DB2 supports efficient data roll-out with the table partitioning feature
using ALTER TABLE DETACH PARTITION, which can
separate a large chunk of data from a source table in the unit of
partition.
Figure 1 shows roll-out when both global (nonpartitioned) indexes and local (partitioned) indexes exist on the source table. The detached source table partition becomes a separate nonpartitioned table. For local indexes, the index object associated with the detached partition is carried along and the indexes within become indexes of the new target table. Global indexes, on the other hand, are not inherited by the target table. Instead, the index entries for the detached partitions are orphaned by the detach command. DB2 then automatically runs a separate background task called Asynchronous Index Cleanup (AIC) to remove orphaned keys from the global index. Meanwhile, such keys are ignored by queries that access the source table.
Figure 1. Roll-out from a table with global and local indexes
Prior to V9.7.1, roll-out with table partitioning is an offline operation. Detach waits for all existing access to the partitioned table to complete, while blocking new access from starting. However, detach may need to be performed in the same timeframe as long-running reporting queries, potentially creating contention between administrative operations performed by the DBA and query access to the table as part of the application workload.
Starting with DB2 V9.7.1, the DETACH operation is made online for dynamic SQL
by allowing a partition to be detached while queries are concurrently
accessing the remaining partitions of the table. In fact, a reporting
workload using the Uncommitted Read (UR) isolation level could be reading
the partition being detached, and even that would not stop the
detach from proceeding concurrently.
This is accomplished by making DETACH a two-phase operation. The first
phase, performed by the ALTER TABLE DETACH PARTITION command, logically
detaches the partition from the table. The second phase, managed by the
system in the background without the need for user intervention, completes
the detach asynchronously after ensuring that all other existing activities
that access the partitioned table have completed.
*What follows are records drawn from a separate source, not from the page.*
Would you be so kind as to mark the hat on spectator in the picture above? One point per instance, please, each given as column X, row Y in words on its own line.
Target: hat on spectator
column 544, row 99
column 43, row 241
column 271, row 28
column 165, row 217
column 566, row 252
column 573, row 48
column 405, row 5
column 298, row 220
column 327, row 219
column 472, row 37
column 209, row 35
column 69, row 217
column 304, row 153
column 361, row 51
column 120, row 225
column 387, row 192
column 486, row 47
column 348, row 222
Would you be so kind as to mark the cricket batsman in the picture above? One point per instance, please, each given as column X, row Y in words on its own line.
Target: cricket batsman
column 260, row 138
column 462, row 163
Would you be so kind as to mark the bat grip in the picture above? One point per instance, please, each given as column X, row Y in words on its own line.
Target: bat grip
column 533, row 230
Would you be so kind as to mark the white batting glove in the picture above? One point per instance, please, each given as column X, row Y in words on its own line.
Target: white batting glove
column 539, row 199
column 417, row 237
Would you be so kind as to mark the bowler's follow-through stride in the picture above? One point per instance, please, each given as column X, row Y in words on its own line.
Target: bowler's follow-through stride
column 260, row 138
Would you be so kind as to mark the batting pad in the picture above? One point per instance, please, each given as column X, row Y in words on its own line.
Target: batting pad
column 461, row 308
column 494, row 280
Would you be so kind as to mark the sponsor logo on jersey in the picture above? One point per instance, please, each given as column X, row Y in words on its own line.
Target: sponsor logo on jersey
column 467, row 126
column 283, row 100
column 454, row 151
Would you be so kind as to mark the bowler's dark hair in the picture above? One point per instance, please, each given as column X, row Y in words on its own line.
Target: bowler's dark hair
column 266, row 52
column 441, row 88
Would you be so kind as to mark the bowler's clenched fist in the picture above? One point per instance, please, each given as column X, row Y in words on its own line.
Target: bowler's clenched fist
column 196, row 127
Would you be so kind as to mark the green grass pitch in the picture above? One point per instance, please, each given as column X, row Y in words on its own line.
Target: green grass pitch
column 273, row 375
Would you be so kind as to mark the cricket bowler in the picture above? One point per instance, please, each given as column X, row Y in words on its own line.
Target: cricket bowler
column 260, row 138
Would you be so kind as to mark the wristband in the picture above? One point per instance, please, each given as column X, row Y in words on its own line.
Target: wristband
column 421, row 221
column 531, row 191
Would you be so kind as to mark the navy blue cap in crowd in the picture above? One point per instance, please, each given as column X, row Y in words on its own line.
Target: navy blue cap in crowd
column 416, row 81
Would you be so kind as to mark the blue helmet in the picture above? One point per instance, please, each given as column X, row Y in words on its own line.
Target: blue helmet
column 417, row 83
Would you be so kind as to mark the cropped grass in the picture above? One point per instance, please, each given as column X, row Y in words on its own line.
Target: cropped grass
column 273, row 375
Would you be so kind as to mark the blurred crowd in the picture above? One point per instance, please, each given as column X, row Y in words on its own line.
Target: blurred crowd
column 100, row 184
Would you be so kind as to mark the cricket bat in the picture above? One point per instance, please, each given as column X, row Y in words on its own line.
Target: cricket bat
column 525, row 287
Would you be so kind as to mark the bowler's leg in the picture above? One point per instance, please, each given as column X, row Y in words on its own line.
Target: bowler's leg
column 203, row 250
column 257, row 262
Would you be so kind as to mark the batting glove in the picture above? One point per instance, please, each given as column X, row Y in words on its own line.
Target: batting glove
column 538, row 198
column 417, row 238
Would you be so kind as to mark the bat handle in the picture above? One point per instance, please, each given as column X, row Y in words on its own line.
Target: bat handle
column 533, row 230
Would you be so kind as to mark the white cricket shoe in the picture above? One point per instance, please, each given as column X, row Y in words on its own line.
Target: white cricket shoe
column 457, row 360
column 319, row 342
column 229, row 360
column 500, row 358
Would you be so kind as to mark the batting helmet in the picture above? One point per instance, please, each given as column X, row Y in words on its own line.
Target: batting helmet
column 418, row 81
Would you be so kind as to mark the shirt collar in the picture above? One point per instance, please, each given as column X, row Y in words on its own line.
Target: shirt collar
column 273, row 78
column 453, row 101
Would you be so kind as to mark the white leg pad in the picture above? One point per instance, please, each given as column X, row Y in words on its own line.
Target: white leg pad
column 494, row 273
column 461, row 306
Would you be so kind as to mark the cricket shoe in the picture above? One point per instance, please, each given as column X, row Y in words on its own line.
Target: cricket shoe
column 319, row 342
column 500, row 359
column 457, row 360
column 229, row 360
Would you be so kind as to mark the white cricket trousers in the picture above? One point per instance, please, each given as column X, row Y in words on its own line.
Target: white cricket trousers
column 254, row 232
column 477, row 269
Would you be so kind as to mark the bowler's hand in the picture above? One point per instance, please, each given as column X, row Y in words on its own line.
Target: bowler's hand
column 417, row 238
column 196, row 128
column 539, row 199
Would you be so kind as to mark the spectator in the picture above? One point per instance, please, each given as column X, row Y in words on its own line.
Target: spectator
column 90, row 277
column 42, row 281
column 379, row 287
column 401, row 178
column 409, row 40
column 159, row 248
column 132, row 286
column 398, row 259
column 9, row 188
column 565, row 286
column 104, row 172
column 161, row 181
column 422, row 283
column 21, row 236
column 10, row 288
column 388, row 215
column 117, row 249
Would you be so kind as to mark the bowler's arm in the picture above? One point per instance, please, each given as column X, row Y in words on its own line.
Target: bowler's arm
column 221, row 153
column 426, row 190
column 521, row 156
The background process
is referred to as the Asynchronous Partition Detach (APD) process. When there
are no dependent materialized query tables (MQTs), the system initiates the
second phase after the first commits. If dependent tables, such as
staging tables or refresh immediate MQTs, exist on the partitioned table,
the second phase starts automatically after these dependent tables are
refreshed via SET INTEGRITY.
From a DBA perspective, the roll-out operation progresses in the presence
of a long-running reporting workload. From an application perspective,
the long-running reporting workload is not interrupted by detach and
completes concurrently. For any access to the partitioned table that
happens after the successful completion of the DETACH command, the
detached partition is no longer visible, and the asynchronous completion of
detach will not interrupt this new access. Of course, the new online
roll-out behavior respects the isolation level in effect. For instance, if
a Repeatable Read (RR) scanner has read the partition, but not committed
yet, detach will wait for the RR scanner to complete before it can make
the partition invisible. After the asynchronous second phase of the detach
operation has completed, the target table of detach is available to be
archived or dropped or attached to another table.
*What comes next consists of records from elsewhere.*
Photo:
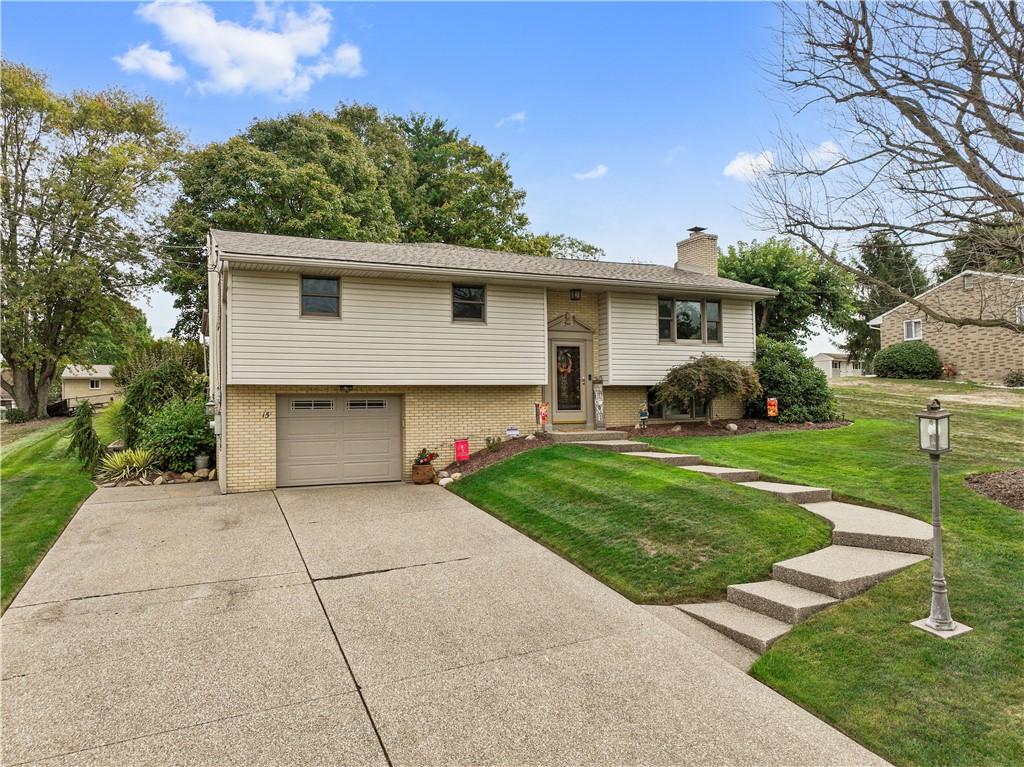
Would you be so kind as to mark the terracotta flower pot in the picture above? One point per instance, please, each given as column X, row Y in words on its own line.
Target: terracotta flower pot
column 423, row 473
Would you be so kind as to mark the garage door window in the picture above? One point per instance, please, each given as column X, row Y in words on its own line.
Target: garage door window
column 312, row 405
column 367, row 405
The asynchronous detach behavior is new and is the only choice in DB2 V9.7.1. It can be monitored using the following methods:
- Issue the
LIST UTILITIES SHOW DETAILcommand. - Query the
STATUScolumn of the SYSCAT.DATAPARTITIONS catalog view for the partition in question. See the Appendix for a stored procedure that implements this approach.
The following table illustrates the sequence of activities associated with a detach operation.
Table 1. Sequence of
DETACH-related
activities| Sequence | Description | Example |
|---|---|---|
| 1 | User-initiated, Phase 1 of DETACH DETACH partition. Note
that this command needs to commit in order for the second phase to
start. In general, it is a good practice to commit immediately
after any DDL. | ALTER TABLE purchaseOrders DETACH PARTITION jan2010 INTO
obsolete_data; COMMIT; |
| 2 | User-initiated If the source table has any REFRESH IMMEDIATE MQTs defined, run SET INTEGRITY to refresh them. | SET INTEGRITY FOR q1_sales_mqt IMMEDIATE CHECKED; COMMIT; |
| 3 | System-initiated, Phase 2 of DETACH Asynchronous partition detach; no user intervention needed. | |
| 4 | System-initiated If there are any global indexes, asynchronous index cleanup (AIC) will be started by DB2 automatically to remove index entries for the detached partition. |
Figure 2 illustrates the two-phase detach behavior and query activities allowed on the table during the entire period.
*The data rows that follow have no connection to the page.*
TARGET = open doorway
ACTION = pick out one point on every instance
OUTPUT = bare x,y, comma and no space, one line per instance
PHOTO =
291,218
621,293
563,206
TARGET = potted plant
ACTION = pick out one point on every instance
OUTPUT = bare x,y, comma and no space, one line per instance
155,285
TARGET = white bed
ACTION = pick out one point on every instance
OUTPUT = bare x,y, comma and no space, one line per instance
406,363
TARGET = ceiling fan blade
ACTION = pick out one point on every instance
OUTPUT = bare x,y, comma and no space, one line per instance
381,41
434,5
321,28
In phase 1, the partition is logically detached from the source table. Catalogs and other metadata are updated to reflect this, but the table is not physically removed from the source table. Dynamic queries using UR isolation may continue to access all partitions of the source table, including the detached partition, while dynamic queries at other isolation levels may access all remaining partitions of the source table. After detach commits, new queries will no longer see the detached partition.
Phase 2 begins after all queries that started before the detach have completed and any dependent MQTs have been refreshed by the user. In this phase, the detached partition is physically de-linked from the source table by the APD task and becomes its own separate nonpartitioned table.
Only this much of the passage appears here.